FIG. 6 is a schematic diagram which shows the cross section of a detection device for the description of the present invention. A platinum film having a thickness of 10 nm is formed as a lower electrode 123 on a substrate 111, and a pinned layer 230 made of iron and cobalt with a thickness of 10 nm and an aluminum film with a thickness of 1.6 nm are formed thereon. A surface of the aluminum film is exposed to an atmosphere of oxygen, so that the aluminum film is formed into an alumina tunnel barrier film 150. Then, a permalloy film is formed with a thickness of 20 nm on a surface of the alumina tunnel barrier film 150 to form a free layer 240, so that a TMR. film 200 is formed. Further, a platinum upper electrode 124 is formed with a thickness of 10 nm. In order to prevent an electrical short circuit on the upper electrode 124 and the lower electrode 123, an aluminum interlayer insulating film 152 is formed around the TMR film. A silicon film having a thickness of 10 nm is formed on the upper part of the free layer 240 on the platinum upper electrode 124. In order to align the magnetization direction of the TMR film 200 with a rightward direction, magnetic field applying means (not shown) is provided which applies an external magnetic field of 5 kOe to the TMR film 200 in the rightward direction.

Thereafter, as in Embodiment 1, a magnetic particle 174 is fixed on a surface of a TMR film 200 through an antigen-antibody reaction. The average diameter of the magnetic particle 174 is about 400 nm and superparamagnetism is observed. A distance from a surface of the free layer 240 to the magnetic particle 174 is 55 nm. The TMR film is a rectangle having a short side of 90 nm and a long side of 180 nm. The free layer 240 and the pinned layer 230 have a single magnetic domain structure. The longitudinal direction of a magnetic film is an axis of easy magnetization.

First, constant current is applied to the TMR film 200 in a direction perpendicular to a film surface with no magnetic field and the voltage of the TMR film 200 is measured at that time. Then, an external magnetic field 180 is applied rightward to the magnetic particle 174 which has been fixed on a surface of the TMR film 200 through an antigen-antibody reaction, and the magnetization of the magnetic particle 174 is directed rightward. A stray magnetic field is generated from the magnetic particle 174, a stray magnetic field in the opposite direction from an external magnetic field 180 (the magnetization direction of the magnetic particle 174) is applied to the free layer 240, and thus magnetization is reversed. In this state, constant current is applied to the TMR film 200 again and a change in voltage is measured, so that an antigen 173 in a sample solution is detected.

The embodiments of the present invention describe the method of detecting an antigen by means of a single magnetoresistive effect film. For example, as is disclosed in document 1, first, two magnetoresistive effect films and two fixed resistors constitute a bridge circuit.
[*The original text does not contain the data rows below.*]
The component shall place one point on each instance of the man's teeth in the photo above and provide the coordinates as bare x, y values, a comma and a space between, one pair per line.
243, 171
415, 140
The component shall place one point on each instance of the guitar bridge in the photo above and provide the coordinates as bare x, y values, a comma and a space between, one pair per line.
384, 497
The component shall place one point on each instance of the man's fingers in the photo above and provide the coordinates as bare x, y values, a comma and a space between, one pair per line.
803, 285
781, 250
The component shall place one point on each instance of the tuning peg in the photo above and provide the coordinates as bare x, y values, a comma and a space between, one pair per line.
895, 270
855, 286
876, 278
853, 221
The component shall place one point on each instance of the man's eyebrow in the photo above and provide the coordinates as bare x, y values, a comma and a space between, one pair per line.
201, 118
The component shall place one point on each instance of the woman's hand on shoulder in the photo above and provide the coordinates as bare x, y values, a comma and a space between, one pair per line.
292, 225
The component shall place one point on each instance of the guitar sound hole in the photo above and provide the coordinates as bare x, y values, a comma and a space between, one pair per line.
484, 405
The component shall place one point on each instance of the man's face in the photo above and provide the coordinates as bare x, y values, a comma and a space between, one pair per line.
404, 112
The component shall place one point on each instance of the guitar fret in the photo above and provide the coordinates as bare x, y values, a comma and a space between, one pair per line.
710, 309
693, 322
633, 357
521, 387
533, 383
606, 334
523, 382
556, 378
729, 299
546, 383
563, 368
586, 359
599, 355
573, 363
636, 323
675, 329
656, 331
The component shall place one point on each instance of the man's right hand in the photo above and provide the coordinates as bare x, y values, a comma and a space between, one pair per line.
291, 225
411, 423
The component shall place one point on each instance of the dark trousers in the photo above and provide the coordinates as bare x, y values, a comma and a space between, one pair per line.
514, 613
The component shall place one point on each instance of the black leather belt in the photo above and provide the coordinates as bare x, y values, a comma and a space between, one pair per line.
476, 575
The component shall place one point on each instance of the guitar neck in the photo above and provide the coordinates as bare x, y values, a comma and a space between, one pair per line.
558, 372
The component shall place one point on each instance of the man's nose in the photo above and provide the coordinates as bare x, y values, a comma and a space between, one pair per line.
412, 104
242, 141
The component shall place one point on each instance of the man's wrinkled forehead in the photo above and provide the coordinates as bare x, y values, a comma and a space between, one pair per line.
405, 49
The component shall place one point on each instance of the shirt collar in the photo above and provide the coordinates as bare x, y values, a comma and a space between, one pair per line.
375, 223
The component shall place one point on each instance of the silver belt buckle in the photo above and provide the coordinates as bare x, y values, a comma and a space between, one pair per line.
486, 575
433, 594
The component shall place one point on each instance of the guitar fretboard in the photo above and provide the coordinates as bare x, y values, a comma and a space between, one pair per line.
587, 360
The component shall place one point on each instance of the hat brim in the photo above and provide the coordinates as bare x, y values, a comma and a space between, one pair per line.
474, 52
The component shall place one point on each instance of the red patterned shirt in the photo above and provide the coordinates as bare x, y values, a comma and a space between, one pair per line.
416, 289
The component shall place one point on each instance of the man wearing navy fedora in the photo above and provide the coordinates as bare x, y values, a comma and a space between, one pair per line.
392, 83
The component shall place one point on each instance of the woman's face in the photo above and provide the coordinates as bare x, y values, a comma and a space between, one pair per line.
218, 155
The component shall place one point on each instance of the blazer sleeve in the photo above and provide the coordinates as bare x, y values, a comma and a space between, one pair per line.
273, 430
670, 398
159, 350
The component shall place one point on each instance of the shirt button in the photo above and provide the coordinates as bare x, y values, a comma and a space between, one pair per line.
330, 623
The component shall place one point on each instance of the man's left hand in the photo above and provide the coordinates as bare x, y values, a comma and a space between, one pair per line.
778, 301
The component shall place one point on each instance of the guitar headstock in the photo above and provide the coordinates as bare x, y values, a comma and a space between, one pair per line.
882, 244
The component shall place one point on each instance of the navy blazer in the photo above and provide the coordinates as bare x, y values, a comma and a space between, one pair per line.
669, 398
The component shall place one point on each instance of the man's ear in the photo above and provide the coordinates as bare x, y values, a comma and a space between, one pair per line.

An antigen or the like may be detected as follows: a magnetic particle can be fixed on one of the magnetoresistive effect films but cannot be fixed on the other, so that a change in the resistance of the magnetoresistive effect film is detected.

Further, a number of magnetoresistive effect films are formed on a substrate and different antibodies are fixed on the surfaces of the films, so that target materials including two or more kinds of antigens can be quantitatively detected at a time.

The detecting method and the detection device described in the embodiments of the present invention are used particularly for a method of detecting a biological material. The present invention is used as a detection device which can obtain a high detection signal even with a small magnetic particle or a magnetic particle of low magnetization and stably store detection data.

This application claims priority from Japanese Patent Application No. 2004-132606 filed on Apr. 28, 2004, which is hereby incorporated by reference herein.